After adjusting for sex, age, and Charlson comorbidity index score, the diabetes mellitus group had a 1.380 times higher (95% CI: 1.277-1.492) risk of developing chronic kidney disease than the control group. Further stratified analysis showed that patients with diabetes mellitus had a significantly higher risk of developing chronic kidney disease regardless of their sex, age, and Charlson comorbidity index score, compared to those without diabetes mellitus.

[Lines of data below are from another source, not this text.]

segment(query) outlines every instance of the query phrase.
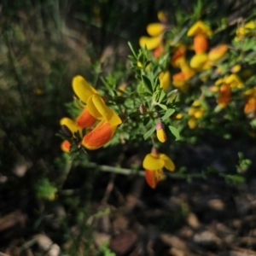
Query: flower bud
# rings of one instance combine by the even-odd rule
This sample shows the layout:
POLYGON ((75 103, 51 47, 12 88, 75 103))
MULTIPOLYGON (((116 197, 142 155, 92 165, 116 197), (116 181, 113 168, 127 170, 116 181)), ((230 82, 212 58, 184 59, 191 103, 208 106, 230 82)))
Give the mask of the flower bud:
POLYGON ((194 50, 195 54, 201 54, 208 48, 208 39, 203 33, 198 33, 194 37, 194 50))
POLYGON ((148 113, 148 110, 147 110, 146 107, 143 104, 140 105, 139 111, 142 114, 147 114, 148 113))
POLYGON ((68 129, 68 127, 65 125, 61 125, 61 130, 63 133, 68 137, 73 137, 73 132, 68 129))
POLYGON ((216 62, 221 60, 228 50, 227 44, 218 45, 210 50, 208 53, 208 59, 211 61, 216 62))
POLYGON ((160 120, 159 120, 159 122, 156 124, 155 129, 158 140, 162 143, 165 143, 167 139, 167 137, 165 131, 165 125, 160 120))
POLYGON ((61 145, 61 148, 62 149, 62 151, 68 153, 71 148, 70 143, 67 140, 63 141, 61 145))

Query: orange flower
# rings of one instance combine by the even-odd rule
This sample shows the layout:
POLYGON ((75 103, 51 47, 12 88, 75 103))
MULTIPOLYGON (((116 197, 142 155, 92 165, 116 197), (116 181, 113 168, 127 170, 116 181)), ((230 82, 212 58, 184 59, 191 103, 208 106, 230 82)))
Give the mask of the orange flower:
POLYGON ((68 153, 71 148, 71 144, 69 141, 67 140, 63 141, 62 143, 61 144, 61 148, 64 152, 68 153))
POLYGON ((172 172, 175 170, 175 165, 171 158, 165 154, 159 154, 155 148, 146 155, 143 165, 146 181, 152 189, 155 189, 158 183, 165 178, 164 167, 172 172))
MULTIPOLYGON (((117 126, 122 121, 116 113, 105 104, 98 92, 83 77, 76 76, 73 78, 73 89, 79 99, 86 104, 86 113, 89 113, 95 119, 100 120, 100 123, 82 140, 82 145, 86 148, 97 149, 111 140, 117 126)), ((86 120, 88 121, 88 119, 86 120)), ((88 125, 88 123, 86 124, 88 125)))
POLYGON ((188 125, 190 129, 194 129, 197 125, 197 120, 203 117, 205 113, 205 108, 201 106, 200 101, 195 101, 191 108, 189 109, 189 115, 190 116, 188 125))
POLYGON ((156 124, 155 130, 156 130, 156 137, 158 140, 162 143, 165 143, 167 139, 167 137, 165 131, 165 125, 160 119, 156 124))
POLYGON ((228 50, 227 44, 221 44, 218 45, 210 50, 208 53, 208 59, 212 62, 218 61, 221 60, 228 50))
POLYGON ((245 91, 246 103, 244 106, 244 113, 253 115, 256 110, 256 86, 245 91))
POLYGON ((229 84, 223 84, 219 88, 219 95, 217 103, 221 108, 225 108, 231 99, 231 87, 229 84))
POLYGON ((194 37, 194 50, 195 54, 201 54, 208 48, 207 37, 203 33, 198 33, 194 37))
POLYGON ((208 48, 207 37, 212 33, 212 30, 201 20, 195 22, 188 31, 188 37, 194 37, 194 50, 195 54, 201 54, 208 48))

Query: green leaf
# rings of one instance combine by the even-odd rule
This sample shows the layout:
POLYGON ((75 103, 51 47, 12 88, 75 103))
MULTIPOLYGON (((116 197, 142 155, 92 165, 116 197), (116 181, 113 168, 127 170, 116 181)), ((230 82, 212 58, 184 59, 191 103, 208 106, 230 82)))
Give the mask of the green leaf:
POLYGON ((166 96, 166 91, 165 90, 161 90, 161 92, 160 92, 160 97, 159 97, 159 100, 158 102, 160 103, 162 102, 162 100, 165 98, 165 96, 166 96))
POLYGON ((134 49, 133 49, 133 47, 132 47, 132 45, 131 45, 131 44, 130 42, 128 42, 128 45, 129 45, 129 47, 130 47, 130 49, 131 49, 132 54, 134 55, 134 56, 135 56, 136 58, 137 58, 137 54, 135 53, 135 50, 134 50, 134 49))
POLYGON ((168 127, 169 127, 170 131, 175 137, 176 141, 178 141, 179 140, 179 131, 177 131, 177 129, 172 125, 169 125, 168 127))
POLYGON ((161 118, 162 121, 168 119, 173 113, 175 112, 174 108, 168 108, 164 114, 164 116, 161 118))
POLYGON ((226 177, 230 180, 231 180, 233 183, 243 183, 245 178, 242 176, 235 174, 235 175, 227 175, 226 177))
POLYGON ((148 130, 144 135, 143 135, 143 137, 144 137, 144 140, 146 140, 150 135, 153 134, 153 132, 155 131, 155 127, 153 126, 150 130, 148 130))
POLYGON ((153 93, 153 88, 150 80, 144 75, 142 75, 142 79, 143 81, 143 84, 148 89, 148 90, 153 93))
POLYGON ((160 108, 165 109, 165 110, 167 110, 167 106, 166 106, 166 105, 160 104, 160 103, 158 103, 157 105, 158 105, 160 108))

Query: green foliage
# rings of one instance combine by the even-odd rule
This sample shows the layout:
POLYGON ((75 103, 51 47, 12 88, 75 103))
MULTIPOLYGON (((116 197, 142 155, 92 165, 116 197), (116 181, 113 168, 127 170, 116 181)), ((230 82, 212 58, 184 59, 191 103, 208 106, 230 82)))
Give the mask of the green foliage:
POLYGON ((55 200, 57 189, 52 185, 47 178, 41 178, 35 184, 38 197, 45 200, 55 200))

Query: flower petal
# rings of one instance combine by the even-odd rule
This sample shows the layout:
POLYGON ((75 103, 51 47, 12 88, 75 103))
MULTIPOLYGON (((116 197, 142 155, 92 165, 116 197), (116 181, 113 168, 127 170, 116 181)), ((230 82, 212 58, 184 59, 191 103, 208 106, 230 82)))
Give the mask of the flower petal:
POLYGON ((146 170, 159 170, 165 166, 165 161, 159 158, 158 154, 148 154, 143 160, 143 168, 146 170))
POLYGON ((175 170, 175 165, 172 162, 172 159, 168 157, 165 154, 159 154, 160 159, 165 161, 165 167, 169 171, 174 171, 175 170))
POLYGON ((159 46, 161 43, 160 37, 148 38, 148 37, 141 37, 139 40, 139 44, 141 47, 147 46, 147 49, 151 50, 159 46))
POLYGON ((89 128, 92 126, 97 119, 92 116, 88 108, 84 108, 83 112, 77 117, 76 124, 81 128, 89 128))
POLYGON ((73 134, 76 131, 79 131, 80 134, 82 133, 82 129, 77 126, 76 123, 69 118, 62 118, 60 124, 61 125, 66 125, 73 134))
POLYGON ((112 138, 117 125, 113 126, 106 120, 102 120, 82 141, 82 145, 88 149, 97 149, 107 144, 112 138))
POLYGON ((222 59, 228 50, 227 44, 221 44, 212 49, 208 53, 208 59, 211 61, 216 62, 222 59))
POLYGON ((108 108, 102 98, 95 94, 88 99, 87 108, 92 116, 97 119, 106 119, 111 125, 118 125, 122 123, 120 118, 108 108))
POLYGON ((157 183, 165 178, 163 170, 145 170, 145 178, 147 183, 152 188, 155 189, 157 183))
POLYGON ((147 26, 147 32, 151 37, 159 36, 165 30, 165 26, 161 23, 150 23, 147 26))
POLYGON ((169 71, 161 72, 159 75, 160 88, 167 89, 171 82, 171 74, 169 71))
POLYGON ((212 34, 212 30, 203 21, 198 20, 188 31, 188 37, 193 37, 198 33, 204 33, 207 36, 212 34))
POLYGON ((72 81, 72 86, 77 96, 84 103, 94 94, 98 94, 96 89, 90 86, 82 76, 75 76, 72 81))
POLYGON ((158 140, 162 143, 164 143, 167 139, 166 133, 164 129, 157 130, 156 137, 157 137, 158 140))
POLYGON ((203 33, 198 33, 194 37, 194 50, 196 54, 204 53, 208 48, 208 39, 203 33))
POLYGON ((190 67, 196 69, 201 68, 207 63, 207 60, 208 57, 206 53, 195 55, 190 60, 190 67))
POLYGON ((62 143, 61 144, 61 148, 64 152, 68 153, 71 148, 71 144, 69 141, 67 140, 63 141, 62 143))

There is a possibility that diabetes mellitus serves as an independent risk factor for chronic kidney disease development. Early screening and monitoring of diabetes mellitus appear to be of great importance in the prevention of chronic kidney disease.
糖尿病和慢性肾脏病是具有多种病因的多因素疾病,二者具有相似的病理生理学特征。这项全国性队列研究考察了糖尿病对慢性肾脏病后续发展的影响。
通过检索2005年纵向健康保险数据库,本研究纳入了5121例糖尿病患者,并选取了5121例非糖尿病患者作为对照组,这些非糖尿病患者在性别、年龄和查尔森合并症指数方面进行了匹配。使用Cox比例风险回归分析计算慢性肾脏病的调整后风险比。采用Kaplan-Meier分析来估计糖尿病组和对照组中慢性肾脏病发生率的累积发生率。
在对性别、年龄和查尔森合并症指数评分进行调整后,糖尿病组发生慢性肾脏病的风险比对照组高1.380倍(95%置信区间:1.277 - 1.492)。进一步的分层分析表明,与非糖尿病患者相比,糖尿病患者无论性别、年龄和查尔森合并症指数评分如何,发生慢性肾脏病的风险均显著更高。
糖尿病有可能是慢性肾脏病发展的独立危险因素。对糖尿病进行早期筛查和监测在预防慢性肾脏病方面似乎非常重要。